Esther Eisenberg, a reproductive endocrinologist, supported withdrawing the drug, “but I’m very conflicted. This is a very very difficult question.”

Cassandra Henderson, a maternal-fetal medicine specialist in New York City who was the sole panel member who argued the large clinical trial showed promise for some patient subgroups and who voted to keep the drug on the market, said she was concerned about the low representation of minority women in the trial, as “we do know race is sort of a surrogate for racism and all the structural inequities.”

Drugmaker Covis Pharma and its backers have argued that the study may have missed its benefits in high-risk populations in the United States because participants were largely Eastern Europe and only 7 percent Black. In a filing with the FDA, the drug company called the latter trial “flawed,” not only because of its racial demographics, but also because the population was low-risk and the women had access to national health-care systems that differ greatly from the complex piecemeal system in the United States.

Raghav Chari, chief innovation officer for Covis, had testified the company was willing to work with the agency to limit Makena’s use to “a higher-risk target population” only and would also agree to stop active promotion of the drug.

He called this a “practical approach” that would enable individual physicians in consultation with their patients to make decisions about whether using the drug might be helpful.

Chari said Covis is committed to conducting additional studies to address questions about the drug’s potential risks and benefits, emphasizing that reducing preterm birth is a public health priority and an area of unmet need in drug development.

“We are not proposing that race biologically differentiates patients,” he said Wednesday. “At the same time, it is well-documented that preterm birth disproportionately impacts women who are Black and other minorities in the United States. These and other social determinants of risk are factors in defining the higher-risk population where Makena is most likely to be effective.”

But Joseph Alukal, a urologist who is director of men’s health at Columbia/NewYork-Presbyterian, suggested the racial inequity argument “implies the drug is effective and implies the drug is safe” when we do not actually have an answer on that.
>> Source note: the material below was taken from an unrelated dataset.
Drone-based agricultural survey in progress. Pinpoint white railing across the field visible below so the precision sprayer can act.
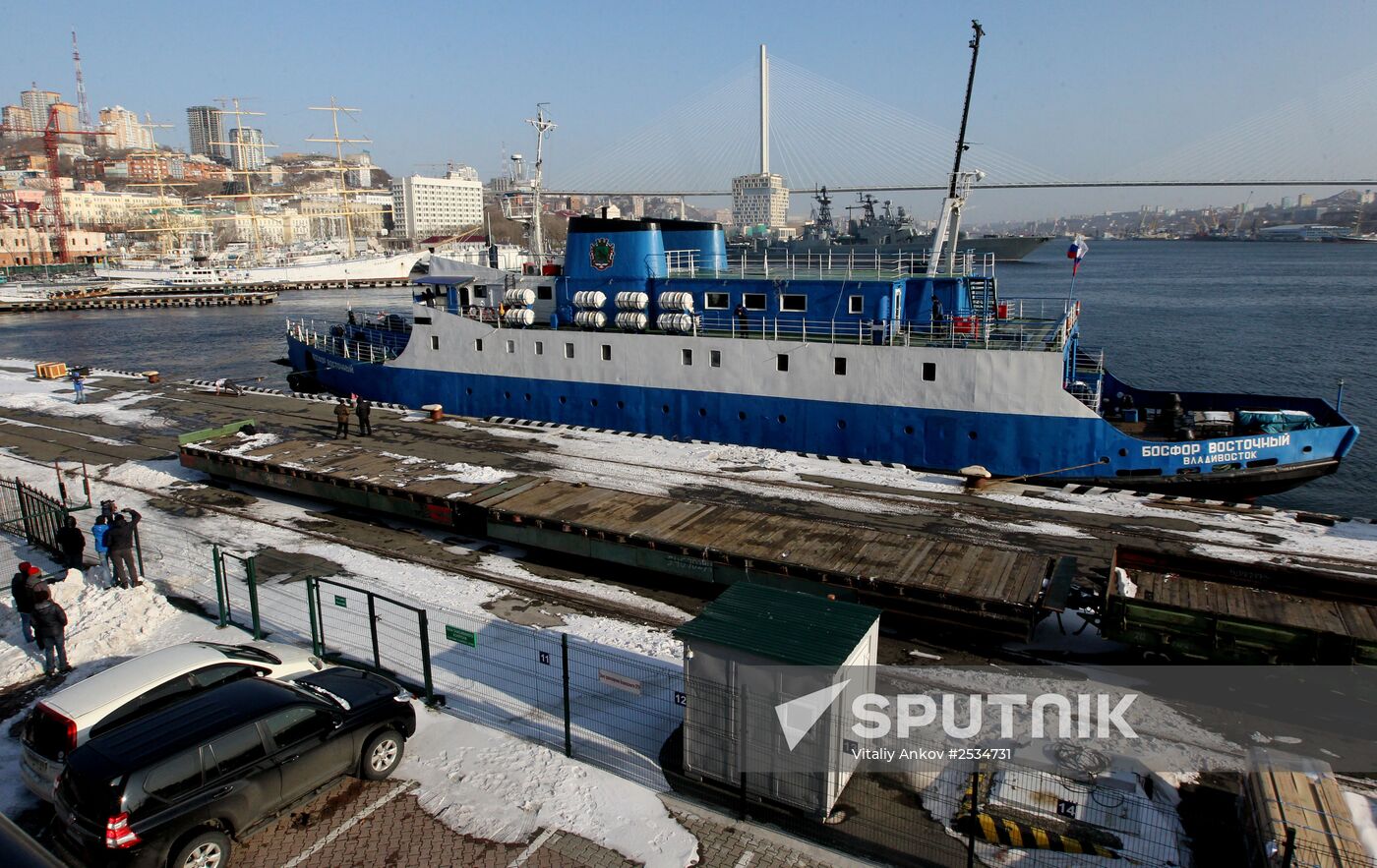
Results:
[665,248,994,280]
Mark Hudak, a neonatologist the University of Florida College of Medicine, said he is “sensitive to the disparity issues that have been raised.” However, he said allowing Makena to remain on the market is not appropriate and would result in “complete regulatory chaos.”

Makena was approved by the FDA in 2011 under an accelerated approval program for drugs that treat serious conditions for which there are no treatments. The drugmakers are then required to conduct studies confirming the drug’s benefits to continue selling the medication. But the debate over Makena’s effectiveness more than a decade after its approval underscores the complexities of that program, highlighting how it can take the agency years to pull a drug from the market even if officials believe it’s ineffective.

In the case of Makena, the FDA’s Center for Drug Evaluation and Research proposed withdrawing it from the market in October 2020 — a move that followed an expert advisory panel’s 9-7 vote a year earlier to pull it from the market based on disappointing results from a large confirmatory study. But regulatory requirements, as well as the pandemic, have slowed the process.

The FDA’s Stein argued that leaving Makena on the market for a narrowed use would “upend the intention of the accelerated pathway.” He argued that “absent evidence of effectiveness, we are only left with risk. The benefit-risk balance for Makena is not favorable.”